E’ nella tenda di Gesù, luogo della sua incarnazione, che ciascuno di noi è convocato nel deserto della sua anima, nel silenzio avvolgente di un mistero, da una Parola che, stavolta, trova  eco tra le arcate della storia dell’umanità e della  nostra esistenza, anche per noi si apre dinnanzi un nuovo inizio.

La Parola: il Battista insiste predicando; ma il suo stesso abbigliamento racconta, si fa profezia. Battezza, ammonisce, si fa testimone del fatto che la Parola deve poter coinvolgere totalmente, deve poter diventare un “habitus”, vestendo completamente la persona perfino nelle abitudini più elementari, come quelle del vitto e del vestire. Egli invita affinché ciascuno possa aprire il cuore all’ascolto  ed accogliere la novità.
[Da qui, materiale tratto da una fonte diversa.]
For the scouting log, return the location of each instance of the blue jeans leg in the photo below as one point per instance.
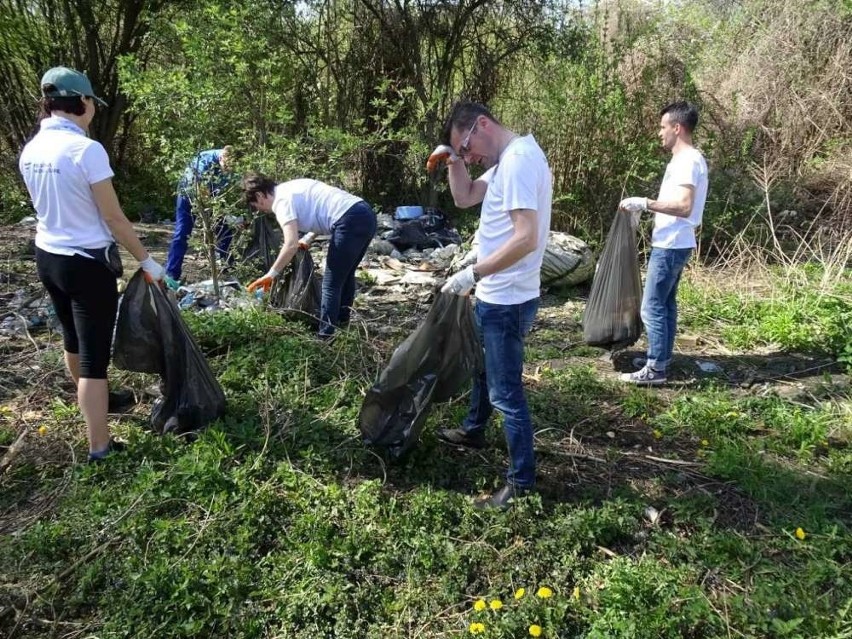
(350, 238)
(183, 229)
(659, 303)
(502, 329)
(224, 236)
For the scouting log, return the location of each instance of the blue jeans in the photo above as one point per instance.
(659, 303)
(350, 237)
(502, 329)
(184, 221)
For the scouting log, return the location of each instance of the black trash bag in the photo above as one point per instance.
(428, 231)
(265, 241)
(612, 318)
(151, 337)
(299, 292)
(431, 365)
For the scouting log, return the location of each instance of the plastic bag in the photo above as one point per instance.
(299, 292)
(265, 241)
(431, 365)
(612, 318)
(151, 337)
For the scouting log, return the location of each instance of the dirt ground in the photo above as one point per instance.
(32, 376)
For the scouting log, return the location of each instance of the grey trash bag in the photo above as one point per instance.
(431, 365)
(151, 337)
(611, 318)
(299, 292)
(266, 237)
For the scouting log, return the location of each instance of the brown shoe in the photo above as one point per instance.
(461, 437)
(503, 499)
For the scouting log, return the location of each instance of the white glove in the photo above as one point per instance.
(634, 204)
(442, 153)
(461, 283)
(153, 271)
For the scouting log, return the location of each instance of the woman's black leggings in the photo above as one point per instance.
(85, 297)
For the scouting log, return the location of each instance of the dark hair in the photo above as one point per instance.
(462, 116)
(72, 104)
(256, 183)
(682, 113)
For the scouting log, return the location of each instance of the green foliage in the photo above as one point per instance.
(801, 318)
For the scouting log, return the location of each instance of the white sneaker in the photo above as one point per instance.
(645, 376)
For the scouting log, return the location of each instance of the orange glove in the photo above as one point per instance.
(264, 283)
(442, 154)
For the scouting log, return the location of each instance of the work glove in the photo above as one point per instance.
(263, 283)
(634, 204)
(442, 154)
(461, 283)
(153, 271)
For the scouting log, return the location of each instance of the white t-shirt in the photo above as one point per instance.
(687, 168)
(520, 180)
(315, 205)
(59, 165)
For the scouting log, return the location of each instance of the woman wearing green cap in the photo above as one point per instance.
(79, 218)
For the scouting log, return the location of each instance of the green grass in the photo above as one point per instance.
(277, 522)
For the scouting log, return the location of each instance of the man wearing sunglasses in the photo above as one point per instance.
(515, 192)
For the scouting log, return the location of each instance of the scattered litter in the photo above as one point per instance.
(652, 514)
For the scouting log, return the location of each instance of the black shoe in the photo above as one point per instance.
(503, 498)
(461, 437)
(114, 446)
(120, 399)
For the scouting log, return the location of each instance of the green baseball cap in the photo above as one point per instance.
(67, 82)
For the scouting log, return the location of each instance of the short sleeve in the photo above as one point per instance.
(284, 208)
(686, 172)
(94, 163)
(520, 183)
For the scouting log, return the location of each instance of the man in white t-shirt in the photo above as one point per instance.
(515, 192)
(678, 211)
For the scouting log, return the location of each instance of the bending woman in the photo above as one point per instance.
(69, 180)
(312, 206)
Così, Giovanni, non attira a sé, ma rimanda all’Altro, a colui «che è più forte di me e al quale io non son degno di chinarmi per sciogliere i legacci dei suoi sandali». Colui che viene e che « vi battezzerà con lo Spirito Santo». Un richiamo evidente allo Spirito, che pone lo stesso Battista sulla scia della profezia antico testamentaria, e che sottolinea che ciò che sta per accadere è davvero “una cosa nuova”, come proprio lo Spirito sa fare.

Conversione: questo tema è sottolineato dal versetto in cui viene detto che Giovanni andava : «predicando un battesimo di conversione per il perdono dei peccati». «Di conversione», che vuol potere dire risposta generosa, ma anche consapevolezza che la potenza della Parola può perfino fecondare le aridità delle nostre resistenze, dei nostri “sbadigli” spirituali, e che ci si possa mettere nuovamente in cammino, in movimento.  Come ci ricorda Marco l’”inizio” è già posto, il segno di questo itinerario non può che esprimersi in atteggiamenti di umiltà e semplicità, «non son degno di chinarmi per sciogliere i legacci dei suoi sandali».
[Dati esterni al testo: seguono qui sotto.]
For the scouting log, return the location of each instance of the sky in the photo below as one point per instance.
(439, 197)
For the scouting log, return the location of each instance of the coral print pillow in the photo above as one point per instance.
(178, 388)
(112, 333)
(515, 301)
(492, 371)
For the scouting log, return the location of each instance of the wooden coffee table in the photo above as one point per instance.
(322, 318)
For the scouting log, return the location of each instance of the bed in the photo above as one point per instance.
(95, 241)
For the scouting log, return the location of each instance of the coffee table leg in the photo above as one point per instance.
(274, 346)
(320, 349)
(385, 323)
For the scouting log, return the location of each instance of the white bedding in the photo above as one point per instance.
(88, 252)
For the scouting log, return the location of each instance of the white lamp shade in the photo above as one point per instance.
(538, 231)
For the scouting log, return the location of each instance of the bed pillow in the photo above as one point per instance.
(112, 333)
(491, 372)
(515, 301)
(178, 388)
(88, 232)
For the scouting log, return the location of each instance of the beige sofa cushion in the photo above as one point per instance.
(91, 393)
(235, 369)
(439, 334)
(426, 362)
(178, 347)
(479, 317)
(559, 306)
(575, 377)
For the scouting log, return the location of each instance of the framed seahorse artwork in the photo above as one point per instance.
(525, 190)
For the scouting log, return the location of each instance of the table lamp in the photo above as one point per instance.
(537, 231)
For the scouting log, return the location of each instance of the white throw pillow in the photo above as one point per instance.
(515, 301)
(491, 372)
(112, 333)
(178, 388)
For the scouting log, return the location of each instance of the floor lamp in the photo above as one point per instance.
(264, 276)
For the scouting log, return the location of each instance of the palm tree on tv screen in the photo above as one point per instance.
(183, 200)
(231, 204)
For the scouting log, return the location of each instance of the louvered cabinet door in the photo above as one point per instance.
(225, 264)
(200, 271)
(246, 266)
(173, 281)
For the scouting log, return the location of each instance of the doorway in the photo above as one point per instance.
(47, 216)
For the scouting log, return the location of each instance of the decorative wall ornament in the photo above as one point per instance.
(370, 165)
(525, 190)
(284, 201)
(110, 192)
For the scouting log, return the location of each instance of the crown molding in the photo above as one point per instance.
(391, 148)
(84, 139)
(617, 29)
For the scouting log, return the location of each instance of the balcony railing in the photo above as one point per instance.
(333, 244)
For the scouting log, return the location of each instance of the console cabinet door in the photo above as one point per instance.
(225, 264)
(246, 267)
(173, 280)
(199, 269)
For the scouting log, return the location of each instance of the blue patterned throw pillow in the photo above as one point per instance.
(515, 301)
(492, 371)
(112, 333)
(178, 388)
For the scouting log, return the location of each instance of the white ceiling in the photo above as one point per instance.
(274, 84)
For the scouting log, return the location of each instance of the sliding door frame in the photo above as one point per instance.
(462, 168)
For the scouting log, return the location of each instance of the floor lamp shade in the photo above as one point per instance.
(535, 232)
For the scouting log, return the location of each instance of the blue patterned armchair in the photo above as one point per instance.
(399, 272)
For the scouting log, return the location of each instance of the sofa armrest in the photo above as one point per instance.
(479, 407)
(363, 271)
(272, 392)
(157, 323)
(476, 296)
La nostra conversione come si potrebbe esprimere? Forse andando un po’ oltre noi stessi, il nostro egocentrismo, per potere indicare con Giovanni, colui che è prima di noi, il quale nonostante le nostre lentezze, le nostre recriminazioni, la nostra fatica nel vigilare, ci affida un compito delicato ma importante: divenire anche noi voce, parola, fosse anche nei deserti delle nostre città, nei vuoti affettivi delle tante solitudini, nelle nostre chiese dove alle volte la tenerezza è difficile da sperimentare.
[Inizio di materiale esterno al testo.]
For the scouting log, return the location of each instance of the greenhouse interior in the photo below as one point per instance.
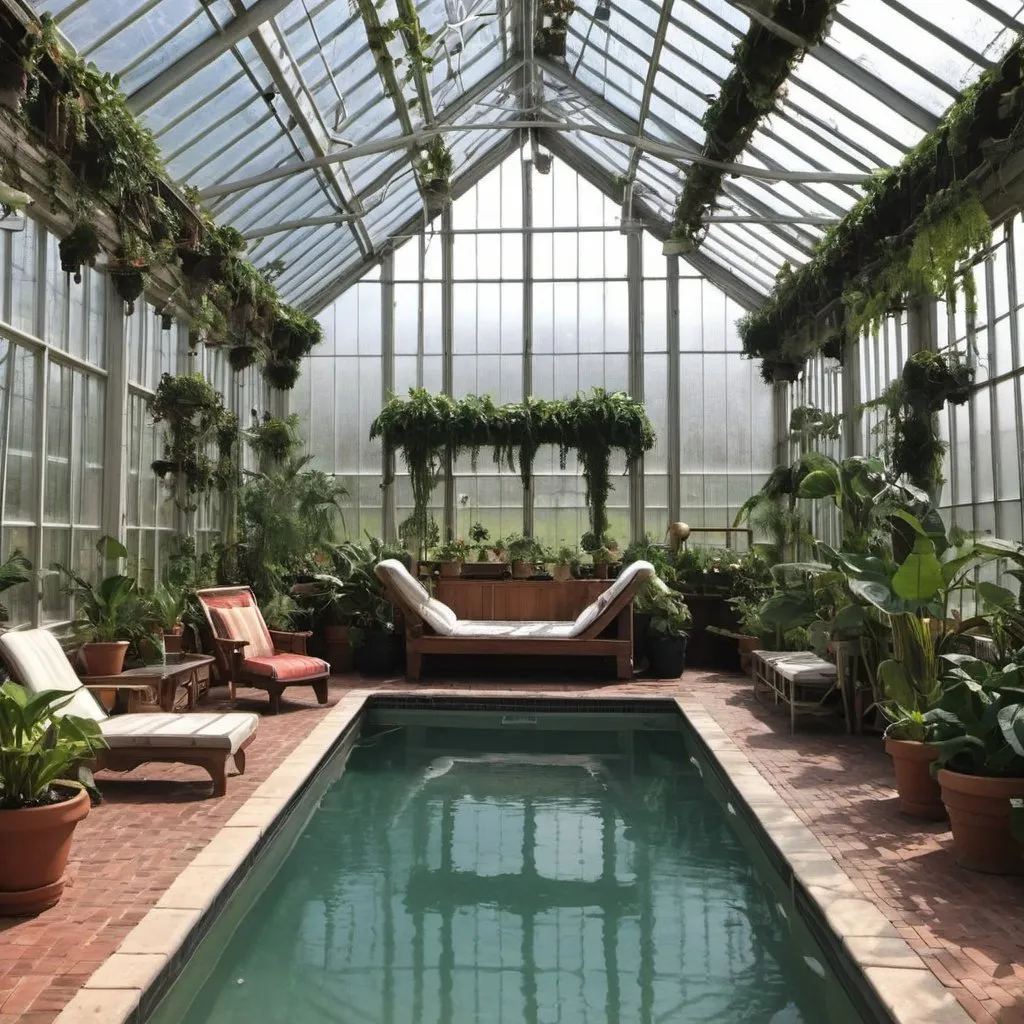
(511, 511)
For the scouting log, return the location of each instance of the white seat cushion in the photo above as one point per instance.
(38, 663)
(210, 731)
(402, 582)
(592, 612)
(512, 630)
(439, 616)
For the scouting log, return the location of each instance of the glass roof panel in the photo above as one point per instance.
(305, 83)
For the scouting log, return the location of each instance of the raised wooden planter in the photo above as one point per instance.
(518, 600)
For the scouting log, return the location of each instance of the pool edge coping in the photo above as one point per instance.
(900, 979)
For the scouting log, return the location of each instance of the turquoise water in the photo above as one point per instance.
(455, 877)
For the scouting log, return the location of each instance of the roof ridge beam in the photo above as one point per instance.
(205, 53)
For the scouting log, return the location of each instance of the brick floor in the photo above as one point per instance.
(969, 928)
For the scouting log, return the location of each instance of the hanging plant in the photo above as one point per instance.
(551, 36)
(282, 374)
(762, 62)
(913, 448)
(194, 413)
(434, 169)
(295, 334)
(884, 218)
(79, 248)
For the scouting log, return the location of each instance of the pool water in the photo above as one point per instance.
(462, 876)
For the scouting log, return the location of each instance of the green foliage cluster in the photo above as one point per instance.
(41, 749)
(83, 117)
(762, 62)
(197, 423)
(908, 233)
(428, 429)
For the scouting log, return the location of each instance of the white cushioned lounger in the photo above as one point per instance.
(432, 628)
(36, 659)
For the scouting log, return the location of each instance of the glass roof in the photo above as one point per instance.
(244, 94)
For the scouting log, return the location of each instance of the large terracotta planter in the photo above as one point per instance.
(339, 648)
(979, 814)
(104, 658)
(35, 843)
(919, 793)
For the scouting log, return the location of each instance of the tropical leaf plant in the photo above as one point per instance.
(41, 748)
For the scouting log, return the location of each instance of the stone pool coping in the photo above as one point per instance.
(899, 977)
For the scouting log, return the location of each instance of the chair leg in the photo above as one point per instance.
(217, 767)
(273, 692)
(320, 688)
(414, 665)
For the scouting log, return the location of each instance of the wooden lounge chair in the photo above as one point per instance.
(249, 653)
(36, 659)
(603, 628)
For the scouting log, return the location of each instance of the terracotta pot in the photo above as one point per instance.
(339, 648)
(979, 815)
(919, 793)
(35, 843)
(104, 658)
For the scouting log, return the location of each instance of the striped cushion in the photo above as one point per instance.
(286, 667)
(243, 622)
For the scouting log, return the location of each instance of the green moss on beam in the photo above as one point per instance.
(762, 62)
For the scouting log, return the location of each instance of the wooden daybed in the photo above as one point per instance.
(604, 628)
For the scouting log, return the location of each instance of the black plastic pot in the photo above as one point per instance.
(379, 654)
(667, 656)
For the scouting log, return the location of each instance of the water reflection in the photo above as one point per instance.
(523, 887)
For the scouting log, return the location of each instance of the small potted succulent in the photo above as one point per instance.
(43, 794)
(523, 553)
(451, 556)
(169, 608)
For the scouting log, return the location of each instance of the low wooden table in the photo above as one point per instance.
(189, 671)
(519, 600)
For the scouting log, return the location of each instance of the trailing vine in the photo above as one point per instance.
(82, 118)
(911, 401)
(857, 257)
(762, 62)
(430, 428)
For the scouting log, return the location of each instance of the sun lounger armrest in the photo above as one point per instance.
(289, 643)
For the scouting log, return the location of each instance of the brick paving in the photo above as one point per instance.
(969, 928)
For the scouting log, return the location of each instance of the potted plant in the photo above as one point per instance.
(602, 558)
(523, 553)
(564, 562)
(111, 616)
(40, 802)
(79, 248)
(435, 168)
(451, 556)
(168, 605)
(981, 766)
(551, 36)
(667, 629)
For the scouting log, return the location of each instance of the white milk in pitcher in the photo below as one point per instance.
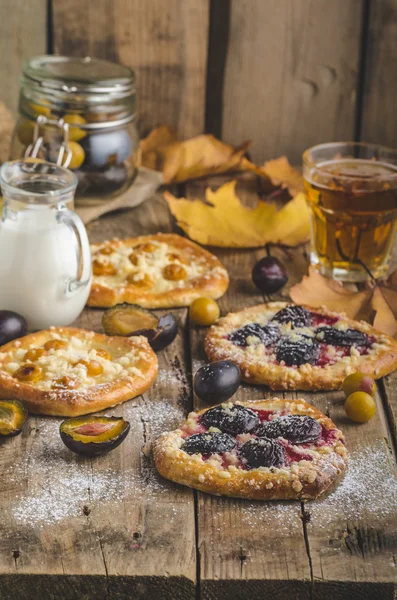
(38, 260)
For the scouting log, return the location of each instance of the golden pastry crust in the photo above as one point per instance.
(302, 480)
(205, 275)
(131, 370)
(257, 368)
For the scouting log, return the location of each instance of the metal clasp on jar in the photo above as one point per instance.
(65, 154)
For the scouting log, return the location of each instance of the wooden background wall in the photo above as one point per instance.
(283, 73)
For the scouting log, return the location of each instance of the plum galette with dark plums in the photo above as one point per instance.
(290, 346)
(263, 450)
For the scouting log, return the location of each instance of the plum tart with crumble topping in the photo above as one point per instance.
(262, 450)
(64, 371)
(288, 346)
(163, 270)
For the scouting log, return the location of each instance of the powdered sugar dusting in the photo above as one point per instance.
(281, 517)
(368, 490)
(62, 485)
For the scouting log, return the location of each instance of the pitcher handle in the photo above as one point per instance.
(83, 252)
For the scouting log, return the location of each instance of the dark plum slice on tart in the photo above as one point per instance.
(12, 326)
(92, 436)
(269, 275)
(340, 337)
(296, 353)
(262, 452)
(267, 334)
(296, 429)
(131, 319)
(298, 316)
(209, 443)
(13, 416)
(234, 419)
(217, 381)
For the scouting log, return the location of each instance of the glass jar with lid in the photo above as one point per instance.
(79, 113)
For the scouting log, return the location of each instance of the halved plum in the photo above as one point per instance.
(13, 417)
(131, 319)
(93, 436)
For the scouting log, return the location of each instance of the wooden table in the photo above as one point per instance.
(111, 528)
Affinché sia un vero Natale, andiamo all’inizio, alla sorgente della nostra fede, intraprendiamo il cammino verso il «Vangelo di Gesù Cristo» per diventare anche noi, l’abbozzo di una piccola strada che potrà farsi un luogo assetato di verità e perciò più vero e più profetico di ieri.

Concludo con una considerazione tratta da “Resistenza e resa” di Dietrich Bonhoeffer:

«Anche qui, Dio non è un tappabuchi; Dio non deve essere riconosciuto solamente ai limiti delle nostre possibilità, ma al centro della vita; Dio vuole essere riconosciuto nella vita, e non solamente nel morire; nella salute e nella forza, e non solamente nella sofferenza; nell’agire, e non solamente nel peccato. La ragione di tutto questo sta nella rivelazione di Dio in Gesù Cristo – Egli è il centro della vita, e non è affatto ” venuto apposta ” per rispondere a questioni irrisolte».